We Hold the Rock
- May 22, 2017 at 2:32 am #1556
To commemorate Richard Oakes 75th Birthday (although he was long gone), here’s a documentary video of what he was infamous for.
Oakes was a Mohawk Native American activist who promoted the fundamental (conservative) idea that Native people have a right to sovereignty, justice, respect and control over their own destinies.
He and some Native Americans occupied Alcatraz island as an act of a peaceful protest. They stayed there for 19 months. However, In 1970 the island began to fall into disarray after Oakes’ 13-year old stepdaughter fell to her death from concrete steps. After that, Oakes left the island, along with numerous students who went back to school.
Conflicts over leadership and the influx of non-Indians diminished the important stance of the original occupants. In June 1971 the United States government removed the remaining 15 occupants from the island.
While Oakes and his followers did not succeed in obtaining the island, they did affect U.S. policy and the treatment of Indians. As a result of the occupation, the official U.S. government policy of termination of Indian tribes was ended and replaced by a policy of Indian self-determination.
Right after Alcatraz, Oakes continued his resistance by helping the Pit River Tribe in their attempts to regain nearly 3 million acres of land that had been seized by Pacific Gas & Electric. Oakes also planned to create a “mobile university” dedicated to creating opportunity for Native Americans. As a result of his activism, he endured tear gas, billy clubs, and brief stints in jail. During his time in San Francisco, he was beaten unconscious by two men in a bar with pool cues. He is reported to have remained in a coma for over a month (30 days), but made a recovery which friends credited to the appearance of his mentor, Wallace Mad Bear Anderson of the Iroquois Confederacy.

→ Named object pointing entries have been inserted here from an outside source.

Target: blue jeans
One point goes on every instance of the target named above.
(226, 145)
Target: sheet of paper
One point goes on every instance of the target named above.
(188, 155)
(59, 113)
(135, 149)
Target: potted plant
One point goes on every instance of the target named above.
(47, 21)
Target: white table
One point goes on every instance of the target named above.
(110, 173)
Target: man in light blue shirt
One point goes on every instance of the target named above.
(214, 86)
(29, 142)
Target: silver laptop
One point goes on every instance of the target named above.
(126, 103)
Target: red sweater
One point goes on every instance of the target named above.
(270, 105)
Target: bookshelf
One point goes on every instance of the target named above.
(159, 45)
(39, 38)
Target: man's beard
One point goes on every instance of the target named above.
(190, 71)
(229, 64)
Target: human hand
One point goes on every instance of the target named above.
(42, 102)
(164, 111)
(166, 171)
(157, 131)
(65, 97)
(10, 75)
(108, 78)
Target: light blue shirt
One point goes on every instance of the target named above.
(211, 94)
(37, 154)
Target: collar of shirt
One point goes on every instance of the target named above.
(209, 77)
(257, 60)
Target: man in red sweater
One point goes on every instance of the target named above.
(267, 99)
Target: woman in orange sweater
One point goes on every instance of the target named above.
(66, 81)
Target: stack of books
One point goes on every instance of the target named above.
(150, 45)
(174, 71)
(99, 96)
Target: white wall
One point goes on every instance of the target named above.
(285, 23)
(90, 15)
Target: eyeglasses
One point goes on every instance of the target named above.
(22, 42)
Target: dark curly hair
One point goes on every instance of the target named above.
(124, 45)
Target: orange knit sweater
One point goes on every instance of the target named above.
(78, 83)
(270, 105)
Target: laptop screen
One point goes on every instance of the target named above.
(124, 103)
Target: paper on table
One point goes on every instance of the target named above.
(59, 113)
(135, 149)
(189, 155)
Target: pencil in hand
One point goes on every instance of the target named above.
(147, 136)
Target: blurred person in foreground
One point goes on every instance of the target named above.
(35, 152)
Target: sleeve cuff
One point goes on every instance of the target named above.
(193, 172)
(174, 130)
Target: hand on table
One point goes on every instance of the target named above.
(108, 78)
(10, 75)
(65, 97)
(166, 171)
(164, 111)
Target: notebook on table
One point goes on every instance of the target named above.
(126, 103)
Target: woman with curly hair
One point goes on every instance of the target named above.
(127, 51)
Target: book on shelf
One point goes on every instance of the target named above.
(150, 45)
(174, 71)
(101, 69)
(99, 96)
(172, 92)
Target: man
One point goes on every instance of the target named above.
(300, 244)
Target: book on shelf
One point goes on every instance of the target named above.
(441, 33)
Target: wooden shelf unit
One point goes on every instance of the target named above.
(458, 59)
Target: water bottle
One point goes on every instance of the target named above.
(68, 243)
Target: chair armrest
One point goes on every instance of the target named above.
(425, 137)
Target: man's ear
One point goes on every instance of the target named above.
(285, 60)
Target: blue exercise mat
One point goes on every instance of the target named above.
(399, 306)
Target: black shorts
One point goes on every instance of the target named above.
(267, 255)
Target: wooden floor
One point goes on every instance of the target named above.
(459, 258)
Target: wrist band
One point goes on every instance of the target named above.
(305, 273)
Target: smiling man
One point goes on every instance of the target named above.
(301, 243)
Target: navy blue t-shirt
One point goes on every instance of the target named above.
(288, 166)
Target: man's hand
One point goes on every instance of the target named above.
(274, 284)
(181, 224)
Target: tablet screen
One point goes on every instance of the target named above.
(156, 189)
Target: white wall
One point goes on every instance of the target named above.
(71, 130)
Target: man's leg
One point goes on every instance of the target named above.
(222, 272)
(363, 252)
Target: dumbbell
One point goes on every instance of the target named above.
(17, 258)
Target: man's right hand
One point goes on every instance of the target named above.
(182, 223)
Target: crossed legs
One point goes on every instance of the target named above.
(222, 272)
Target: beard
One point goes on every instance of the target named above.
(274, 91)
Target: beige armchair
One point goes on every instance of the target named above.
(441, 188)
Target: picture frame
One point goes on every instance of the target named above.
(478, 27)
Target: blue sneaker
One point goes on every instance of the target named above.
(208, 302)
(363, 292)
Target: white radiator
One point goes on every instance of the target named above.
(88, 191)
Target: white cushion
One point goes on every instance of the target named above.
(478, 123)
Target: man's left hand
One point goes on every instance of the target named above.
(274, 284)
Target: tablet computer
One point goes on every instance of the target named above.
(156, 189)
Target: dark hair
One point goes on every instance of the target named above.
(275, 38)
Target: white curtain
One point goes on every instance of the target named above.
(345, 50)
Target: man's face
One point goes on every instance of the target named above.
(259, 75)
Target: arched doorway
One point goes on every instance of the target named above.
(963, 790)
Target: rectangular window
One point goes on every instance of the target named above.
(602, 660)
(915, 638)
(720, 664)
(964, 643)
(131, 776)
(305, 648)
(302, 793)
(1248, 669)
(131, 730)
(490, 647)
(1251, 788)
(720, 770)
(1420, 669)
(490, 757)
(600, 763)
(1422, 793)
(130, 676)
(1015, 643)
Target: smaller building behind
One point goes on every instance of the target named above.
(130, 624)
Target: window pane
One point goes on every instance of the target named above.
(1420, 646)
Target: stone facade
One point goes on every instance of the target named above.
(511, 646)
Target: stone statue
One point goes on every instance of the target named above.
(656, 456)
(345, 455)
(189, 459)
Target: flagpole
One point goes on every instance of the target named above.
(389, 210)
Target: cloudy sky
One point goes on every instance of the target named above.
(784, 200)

Soon after, Oakes was shot and killed by Michael Morgan, a YMCA camp manager. Morgan had a reputation for being rough with Native children. Oakes reportedly confronted him, and Morgan responded by drawing a handgun and fatally shooting him. Morgan was charged with involuntary manslaughter. Six months later, charges against Morgan were dropped on the grounds that Oakes had moved aggressively toward him. Oakes died on September 20, 1972 in Sonoma, California at the age of 30.